Мой мозг продолжает работать.

Если я порву с Гарретом, мистер Грэхем победит.

Если я не порву с Гарретом, мистер Грэхем все равно победит.

На глаза наворачиваются слезы.

– Он же ваш сын… – Я всхлипываю. – Как можно быть таким жестоким?

У него скучающий вид.

– Я не жестокий. Я просто практичный. В отличие от некоторых мои приоритеты четко выстроены. Я инвестировал много времени и денег в этого мальчишку и отказываюсь смириться с тем, что все результаты тяжелой работы пропадут втуне из-за какой-то однокурсницы, которая раздвигает перед ним ноги.

Меня передергивает от отвращения.

– Выполни что я сказал, Ханна, – требует он. – Я серьезно, и не испытывай меня, черт побери, имей в виду, я не блефую. – Он буравит меня своим ледяным взглядом. – Я похож на тех, кто блефует?

Я через силу качаю головой.

– Нет. Не похожи.

Глава 40

Гаррет

Ханна уже несколько дней избегает меня. Отговаривается тем, что якобы занята. Да, у нее учеба и репетиции, но она училась и репетировала с того момента, как мы стали встречаться, однако это не мешало ей заезжать ко мне ненадолго, чтобы поужинать, или болтать со мной по телефону перед сном.

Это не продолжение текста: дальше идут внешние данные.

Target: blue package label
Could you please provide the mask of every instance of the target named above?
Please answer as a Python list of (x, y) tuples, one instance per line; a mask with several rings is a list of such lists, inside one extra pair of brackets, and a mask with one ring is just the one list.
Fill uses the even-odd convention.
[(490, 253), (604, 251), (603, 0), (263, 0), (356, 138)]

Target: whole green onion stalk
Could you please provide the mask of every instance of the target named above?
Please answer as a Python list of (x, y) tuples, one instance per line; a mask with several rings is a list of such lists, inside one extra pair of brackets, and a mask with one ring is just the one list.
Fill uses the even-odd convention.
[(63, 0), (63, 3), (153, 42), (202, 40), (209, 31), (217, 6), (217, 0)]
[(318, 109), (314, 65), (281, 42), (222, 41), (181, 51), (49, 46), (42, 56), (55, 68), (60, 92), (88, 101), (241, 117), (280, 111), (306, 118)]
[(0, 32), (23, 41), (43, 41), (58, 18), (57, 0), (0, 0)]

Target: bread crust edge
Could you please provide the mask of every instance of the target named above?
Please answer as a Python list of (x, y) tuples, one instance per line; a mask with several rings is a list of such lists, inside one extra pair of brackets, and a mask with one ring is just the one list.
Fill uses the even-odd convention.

Следовательно, она меня избегает.

Мне не надо состоять в Менсе[52], чтобы понять: все дело в моей драке с Делани. Другой причины я найти не могу. Ханну я не виню. Зря я ударил того парня. И тем более не надо было этого делать на стадионе на глазах у сотен свидетелей.

Но мысль, что она, возможно… ну, не знаю… теперь боится меня…

Эта мысль меня убивает.

Я прихожу в ее общежитие без предупреждения, потому что уверен, что если бы я написал ей сообщение, она бы придумала какую-нибудь отговорку, сказав, что очень занята. Я знаю, что она дома, так как выставил себя в самом жалком свете на земле, написав Элли эсэмэску с просьбой выяснить это, а потом выставил себя полнейшим идиотом на земле, заявив Элли, будто бы хочу сделать Ханне сюрприз, и выклянчив у нее обещание, что она сохранит все в тайне.

Не знаю, купилась ли Элли на это. Я в том смысле, что в какой-нибудь задушевной беседе Ханна вполне могла рассказать своей ближайшей подруге, что ее так донимает, и та просто не стала бы мне помогать.

Как я и ожидал, Ханна совсем не рада моему приходу. Однако она и не возмущена. В замешательство меня приводит сожаление, отражающееся в ее глазах.

Черт.

– Привет, – бурчу я.

– Привет. – Она сглатывает. – Что ты здесь делаешь?

Наверное, я мог бы делать вид, будто все хорошо, будто я проходил мимо и решил заглянуть к своей любимой девушке, но наши с Ханной отношения построены на другом. Мы с ней никогда не ходили вокруг да около, всегда говорили правду напрямик, и сейчас я не собираюсь изменять этому правилу.